Ivanho · August 13, 2012, 11:56pm

Q:
I am trying to traverse all the fonts in this file as in the example code below

//-For each page

int page_num = 0;

ElementReader reader = new ElementReader();

PageIterator itr;

for (itr = pdfdoc.GetPageIterator(); itr.HasNext(); itr.Next()) {

// Find the font dictionary and switch the font

pdftron.PDF.Page pg = itr.Current();

Obj res = pg.GetResourceDict();

if (res == null) continue;

Obj fonts = res.FindObj(“Font”);

if (fonts == null) continue;

for (DictIterator i = fonts.GetDictIterator(); i.HasNext(); i.Next()) {

pdftron.PDF.Font f = new pdftron.PDF.Font(i.Value());

but res.FindObj(“Font”) always returns null

Am I doing something wrong or is there a bug in the library?

A:

The logic for the code snippet you sent me seems correct. I inspected the document you sent me using our CosEdit application (http://www.pdftron.com/pdfcosedit/index.html), and found that the document is structured in a slightly unusual way, which explains why your code is unable to find any font dictionaries. In the PDF specification, a page can define form XObjects, which are self-contained descriptions of any sequence of graphic objects. In other words, these form XObjects share many of the same attributes of a page, and can be nested within a page in a tree like structure.

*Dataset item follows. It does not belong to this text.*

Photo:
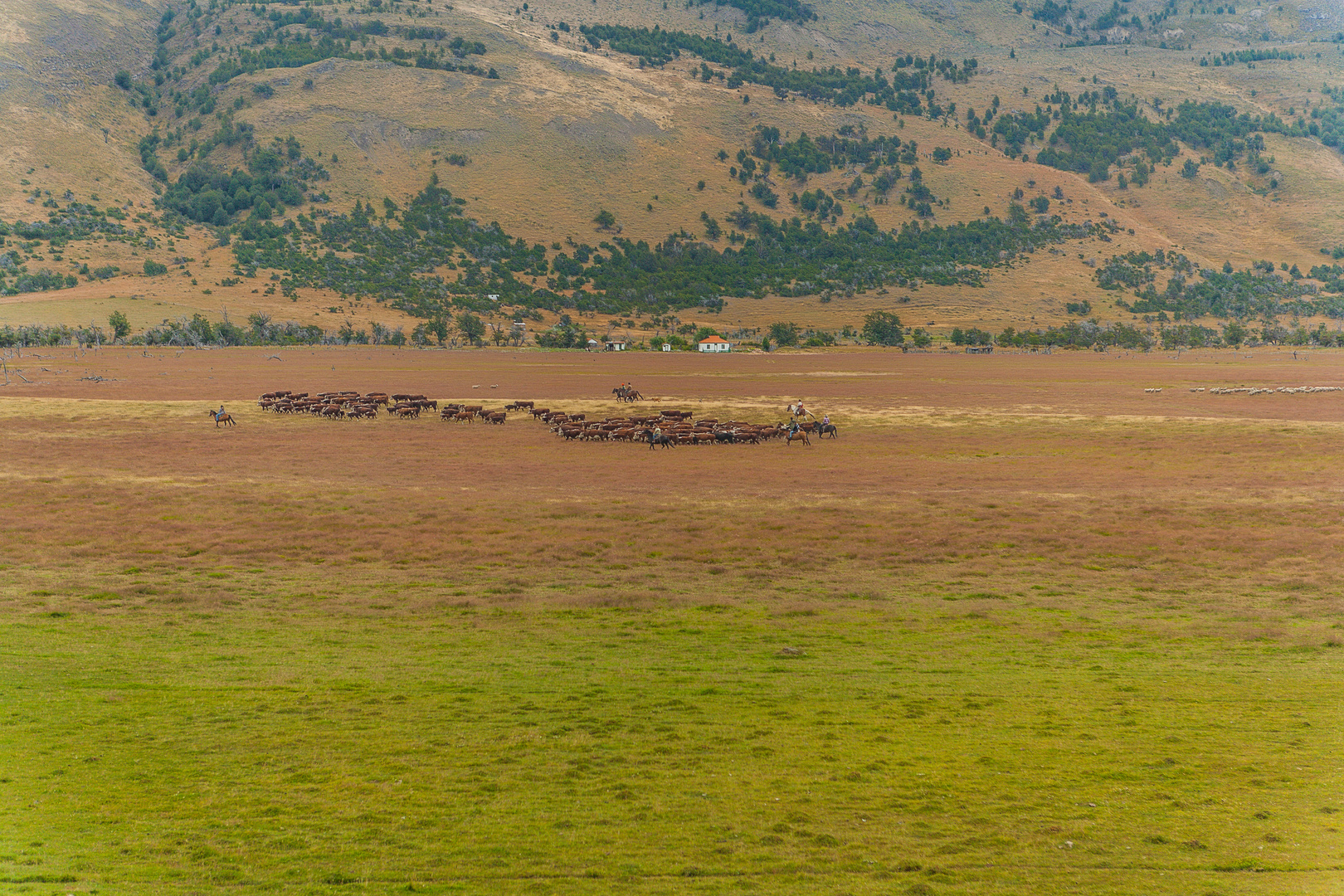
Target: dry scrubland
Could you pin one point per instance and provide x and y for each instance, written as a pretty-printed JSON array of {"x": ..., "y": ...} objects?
[{"x": 1022, "y": 629}]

In your document, the fonts are not found in the page resource dictionaries, but rather, in the XObjects’ resource dictionaries. To access the font dictionaries in this particular document, you would need to write a recursive implementation which looks into any Form XObject as well as the page dictionary.

In any case, I suggest you take a look at the pdf specification, since there may be additional edge cases where the implementation I outlined would fail. Our CosEdit utility, which I linked above, is also very useful for debugging your code and verifying assumptions you’ve made about the structure of the document.